There are many more differences than similarities. In reality, the student movement of 1968 was an important but minority movement even up to the “night of the barricades” on 10 May.
The other difference lies in the motives of the movement. In 1968, the spark was a demonstration against the war in Vietnam. The themes were very internationalist – solidarity with Vietnam, and with the German and Polish students.
Along with these issues were others like the question of mixed university halls of residence.
The present movement is directly based on a social question – the destruction of workplace regulations and the generalised casualisation of employment, which is common both to youth in education and to workers. The question of the link, and not just solidarity, between the two is therefore immediate.
Finally, the fundamental difference is with the general context and in particular with the way unemployment weighs on things. In 1968, the unemployed were counted in tens of thousands in a period of great expansion, so students had no worries about the future.
Today six million people are either without work or casually employed, and over the past few years we have experienced a series of social defeats, despite the big movements of 1995 over public services, and of 2003 over pensions. So the balance of forces that the present movement has intervened in is, at the outset, very unfavourable.
In 1968, and again in 1986, the student movement was followed by strikes. What is the relationship between the present mobilisations and the labour movement?
The link is natural, and the labour movement is less closed, or even hostile, than it was towards students in 1968.
At the time this hostility, or wariness, was fostered in particular by the workerist demagoguery of the Communist Party and of the CGT trade union federation, which controlled the big bastions of the labour movement.
Today relations are not so closed. On the one hand the ability of the bureaucratic machines to control things has been considerably weakened.
On the other the overall expansion of secondary and higher education means it is no longer possible to portray students as an exclusively middle class layer.
But the trade union bureaucracy continues to act as a brake, as we can see from their slowness to call a general strike. After the big demonstrations of 18 March this would be the only way to take things to another level and, perhaps, make the government give way.
CGT union leader Bernard Thibault has raised the prospect of a general strike against the CPE. What role are the major trade union confederations – the CGT, Force Ouvrière and the CFDT – playing in the movement?
All the unions have declared themselves against the CPE and have called for days of action. But on 7 March only Force Ouvrière gave official notice of strike action, thus allowing its members to take part. The CFDT is dragging its feet.
And the CGT did not do all it could have done on 18 March to mobilise beyond its apparatus (which is considerable). Up to now, apart from the FSU teachers’ federation, which is putting forward a clear proposal for strike action, it seems that the confederations are preparing for another mobilisation some way off – on 28 or 30 March – which for us is much too late.
This runs the risk of letting the movement degenerate, and brings back bad memories of the kind of bureaucratic stalling that characterised the manœuvres which exhausted the 2003 movement against pension reform.
Political organisations seem to have a low profile in the student movement.

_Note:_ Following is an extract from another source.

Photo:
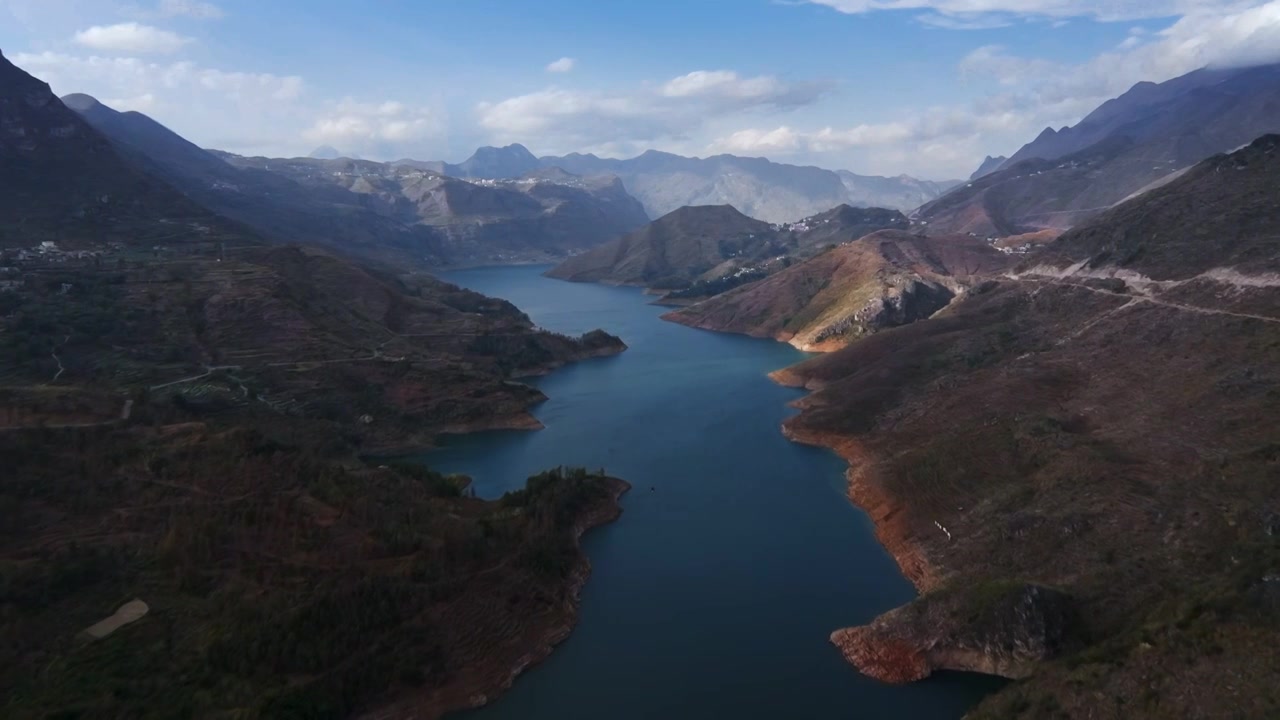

How do we explain this?
The political organisations are weak among students. The three most visible forces are a Socialist current (identifying with Socialist Party MP Henri Emmanuelli) which controls the UNEF students’ union, the Ligue Communiste Révolutionnaire (LCR), and a nebulous anarchist grouping.
The Communist Party backs the movement, but it is very weak among students. The majority within the Socialist Party would like to benefit from the way the government has been discredited, with a presidential election due in 2007.
At the same time it is afraid that if the movement becomes too strong it will deepen the party’s contradictions and benefit, if only at the margins, the radical anti-neoliberal left. The LCR’s Olivier Besancenot is the only prominent political figure who is both young and popular in the movement.
A victory against the CPE will make it difficult for the government to pursue neo-liberal policies. Will it also make it easier for the left to unite against neo-liberalism?
This victory has not been won yet. There is a lot to be played for in the week ahead. A victory would be the first defeat inflicted by the street against the neo-liberal counter reforms for many years.
But that alone will not be enough to overturn the balance of forces and, above all, to give the social movement a credible means of political expression, because it will do little to modify the political balance of forces.
It is likely that the Socialist Party would be able to channel hopes into a change of government perceived as a lesser evil – even if Ségolène Royale, one of its leading candidates, is already singing the praises of Tony Blair.
The crucial question remains continued identification with the themes of the campaign for a left “no” in the referendum on the European Union constitution, and that of a future governmental alliance.
The most probable outcome is that former members of ex-prime minister Lionel Jospin’s coalition will become satellites of the Socialist Party in a scenario à la Romano Prodi (in Italy, where sections of the left have formed an electoral alliance with mainstream social democracy). The question of a genuine anti-capitalist alternative therefore remains the key issue.